As the technical content shared at the event is company confidential, I’m mostly sharing pictures of people I had the good fortune to hang out with, during the course of the week. There was quite a bit of “real” work going on, too, though, so hopefully you won’t come away with the impression that it was just a week-long party. Ahem.
As there’s no direct flight to Dallas from Switzerland, I chose to fly via Heathrow from Geneva on the Sunday morning.
The onwards flight was operated by American Airlines, which meant a change of terminal from 5 to 3.
There was plenty of time for the terminal change, though, as the flight to Dallas was delayed by a half-hour or so. The gate was heaving with passengers.
I was part of boarding group 7 (is it me, or is this group thing getting out of hand?), so was quite late to board. Luckily with still enough overhead space, as I really didn’t want to check a bag.
I felt a tap on my shoulder as I settled in – it turned out that Pete Meltzer, my Research Engineering colleague, was sitting across the aisle from me. This wouldn’t be surprising on a flight to AU – which are often full of people heading to the conference – but Pete was the only person I recognised on the flight. A fun coincidence!
I was at the event a day early to attend our spring Architects Forum (for software architects, not real architects), so the Hilton Anatole was quite quiet when we arrived. The TechX registration desk was ready to go, though.
On Monday evening I went with a few members of the Research Engineering team for some local food.
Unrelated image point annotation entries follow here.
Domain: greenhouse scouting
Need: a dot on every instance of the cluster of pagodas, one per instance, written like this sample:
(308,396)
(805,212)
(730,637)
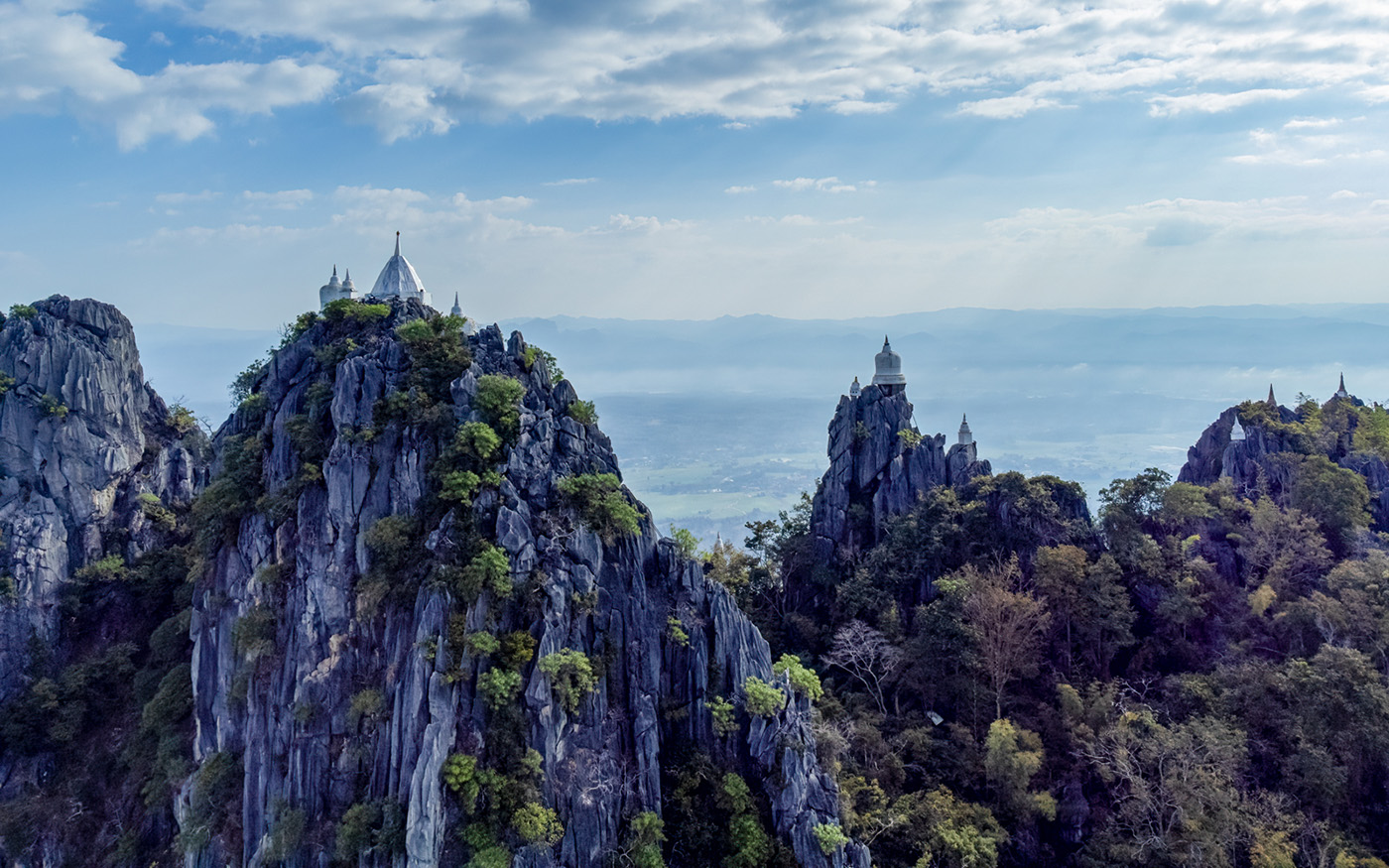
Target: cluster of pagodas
(1236,431)
(398,280)
(889,379)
Being a vegetarian, it was quite the experience seeing my colleagues demolish some good Texan BBQ.
I’d have been happier about the whole deal if my salad had been washed properly: I nearly lost a filling. But then I’m guessing they don’t sell a whole load of them.
The Hilton Anatole was possibly the nicest venue I can remember for a TechX. The hotel is full of Asian artwork and has a very clear focus on natural design elements.
Judging from the great, natural feel in the atrium, I’m almost certain that their architect worked with a biophilic design consultant.
There was a fantastic outdoor area that was easily accessible from the conference area. What a change from Las Vegas, where I used to head to the Grand Canal Shoppes to feel like I was outside!
In fact the welcome reception – on the Tuesday night – was held in this outside area. It was so much fun to catch up with old friends.
Jonathan Geffen is in our technical sales team in Barcelona (I’ve mentioned him before), and this was his first time at TechX. I hope we see each other at more in the future!
There were professional photographers at the event… once registered in their system for a single photo, you’d get links to all other photos taken of you thanks to the magic of facial recognition. Kinda freaky.
On Wednesday night we had an organizational event (meaning one for our organization, not one where we organized things ;-) where I bumped into Jonathan Breton, another friend I’ve mentioned before.
Thursday was May the 4th, so I put on a Star Wars t-shirt for a while, although I did dress up a bit more smartly for a presentation I had to give.
As the last official day of the event, we did our best to get together for a team photo (with the Research Engineering folk who were present, with the exception of Dianne and Kosala).
The closing night party was held at another fantastic party venue, the Frontiers of Flight Museum at Dallas Love Field.
I love events held in spectacular but interesting venues – it was like having a party at The Smithsonian’s Air and Space Museum!
It was a lot of fun to mingle with old friends while checking out the exhibits.
And afterwards there was dancing, which was also fun.
I did end up getting tagged in a few more photos…
Afterwards I ended up hanging out with friends from Research and the Impact team. We arrived back at the hotel in one piece, thankfully.
On the Friday morning I attended a Forma Hackathon, where we learned about the platform capabilities of this new offering. I can’t talk about what I learned (for now), but Forma has since been released, in case you want to check it out.
The flights back – once again via Heathrow to Geneva – were uneventful, although I didn’t manage to sleep much on the way.
Once home – at around 1pm – I napped for 90 minutes and then forced myself out of bed to walk the dog down by the lake.
It was just what I needed to start feeling restored.
It’s now Tuesday and I’m feeling pretty much back to normal. It was really nice seeing so many old friends during the course of the week in Dallas, aside from learning a lot about Autodesk’s various technological endeavours.